O problema da Gnose e do Gnosticismo
Tentando desfazer alguns nós de profunda incompreensão
Gnose e Gnosticismo
O imenso interesse recente sobre a Gnose e o Gnosticismo é fenômeno que me parece ligado umbilicalmente ao renascimento do catolicismo conservador no Brasil. Tem sido, porém, um interesse atabalhoado, cheio de confusões bastante sérias.
O tema me interessa genuinamente há ao menos 15 anos. Conheci e li textos de grupos modernos declaradamente gnósticos e testemunhei suas virtudes e defeitos Mais tarde, li com enorme curiosidade tudo o que se relacionasse ao tema, a partir de outras perspectivas: foi neste passo que tive contato com a obra de Eric Voegelin e, no Brasil, a de Orlando Fedeli, por exemplo - dos quais tratarei adiante.
Enfim: tenho, há quase duas décadas, analisado o tema sob pontos de vista muito diversos, às vezes opostos. Isso me coloca em uma posição privilegiada para tentar escrever sobre a Gnose e, talvez, desbaratar alguns nós que tanta confusão têm causado.
Procurarei apresentar uma abordagem relativamente curta e clara, mas admito que muitos serão os autores citados e os temas têm boa complexidade. Talvez novos desenvolvimentos sejam necessários futuramente - na realidade, uma exploração detalhada exigiria um livro inteiro. Espero, de qualquer forma, que este texto possa servir de introdução e desde já esclarecer pontos importantes que têm sido tão mal compreendidos.

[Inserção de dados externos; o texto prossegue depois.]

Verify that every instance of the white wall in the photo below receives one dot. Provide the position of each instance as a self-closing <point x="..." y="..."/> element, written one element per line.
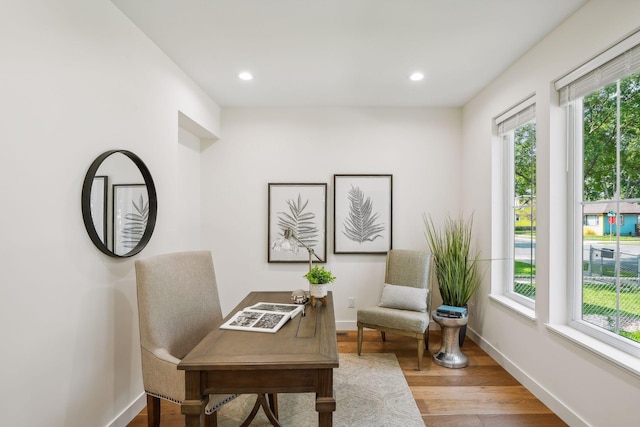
<point x="78" y="79"/>
<point x="420" y="147"/>
<point x="582" y="388"/>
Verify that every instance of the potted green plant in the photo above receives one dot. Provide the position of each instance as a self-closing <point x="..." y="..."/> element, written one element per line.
<point x="456" y="267"/>
<point x="319" y="279"/>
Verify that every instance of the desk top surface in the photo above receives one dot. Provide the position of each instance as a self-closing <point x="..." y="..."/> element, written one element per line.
<point x="304" y="342"/>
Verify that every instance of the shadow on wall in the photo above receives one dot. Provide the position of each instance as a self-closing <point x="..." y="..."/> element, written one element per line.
<point x="100" y="384"/>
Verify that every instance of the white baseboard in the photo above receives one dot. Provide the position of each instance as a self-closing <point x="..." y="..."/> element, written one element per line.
<point x="130" y="412"/>
<point x="546" y="397"/>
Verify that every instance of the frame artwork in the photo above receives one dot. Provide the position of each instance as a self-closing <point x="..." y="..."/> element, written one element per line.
<point x="303" y="208"/>
<point x="130" y="216"/>
<point x="362" y="220"/>
<point x="99" y="189"/>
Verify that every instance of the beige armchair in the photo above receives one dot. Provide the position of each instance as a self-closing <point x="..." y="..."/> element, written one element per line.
<point x="178" y="305"/>
<point x="405" y="302"/>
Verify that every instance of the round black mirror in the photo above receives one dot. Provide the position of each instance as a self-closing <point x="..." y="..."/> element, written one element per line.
<point x="119" y="203"/>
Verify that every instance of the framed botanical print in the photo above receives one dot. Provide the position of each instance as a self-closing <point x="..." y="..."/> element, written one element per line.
<point x="362" y="214"/>
<point x="301" y="208"/>
<point x="130" y="215"/>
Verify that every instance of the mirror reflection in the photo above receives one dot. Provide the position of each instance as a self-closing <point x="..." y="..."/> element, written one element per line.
<point x="118" y="207"/>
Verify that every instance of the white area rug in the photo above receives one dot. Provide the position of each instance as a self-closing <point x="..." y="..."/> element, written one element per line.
<point x="370" y="391"/>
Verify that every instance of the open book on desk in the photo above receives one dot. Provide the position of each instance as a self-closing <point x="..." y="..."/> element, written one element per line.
<point x="263" y="317"/>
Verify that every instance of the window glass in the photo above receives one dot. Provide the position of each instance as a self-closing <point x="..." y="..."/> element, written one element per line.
<point x="524" y="210"/>
<point x="609" y="292"/>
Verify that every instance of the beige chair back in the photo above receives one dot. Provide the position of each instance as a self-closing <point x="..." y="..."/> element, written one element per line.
<point x="408" y="268"/>
<point x="178" y="301"/>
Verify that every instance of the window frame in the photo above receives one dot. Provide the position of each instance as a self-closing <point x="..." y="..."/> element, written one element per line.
<point x="506" y="138"/>
<point x="574" y="115"/>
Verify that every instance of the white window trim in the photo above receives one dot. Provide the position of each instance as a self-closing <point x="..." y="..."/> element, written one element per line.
<point x="574" y="291"/>
<point x="505" y="124"/>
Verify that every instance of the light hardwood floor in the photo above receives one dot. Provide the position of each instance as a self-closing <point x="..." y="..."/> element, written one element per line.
<point x="482" y="394"/>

— Gravura de Flammarion, publicada pela primeira vez em 1888 no livro de Camille Flammarion, L'Atmosphère: Météorologie Populaire. —
O Mito Gnóstico
Iniciemos pelo básico: o mito gnóstico.
Em essência, creem os gnósticos (embora eu faça aqui uma generalização, pois há muitas nuances e há grupos gnósticos que não creem no mitos nesses termos) que o mundo em que vivemos foi criado por um demiurgo odioso - muitas vezes retratado como o Deus do Antigo Testamento. Vivemos, assim, em um mundo-prisão. Felizmente, temos em nosso coração uma centelha divina, e por ela podemos retornar ao nosso lar verdadeiro: cada pessoa carrega dentro de si uma pequena parte da divindade original, embora presa no mundo imperfeito criado pelo demiurgo.
Os gnósticos ensinavam que o objetivo da vida é despertar essa centelha divina interior. Tal despertar, conhecido como Gnose, é um tipo de conhecimento espiritual profundo que liberta a alma das ilusões e do sofrimento do mundo material. Por meio da Gnose, a alma pode transcender o domínio do mundo-prisão demiúrgico e retornar à verdadeira plenitude.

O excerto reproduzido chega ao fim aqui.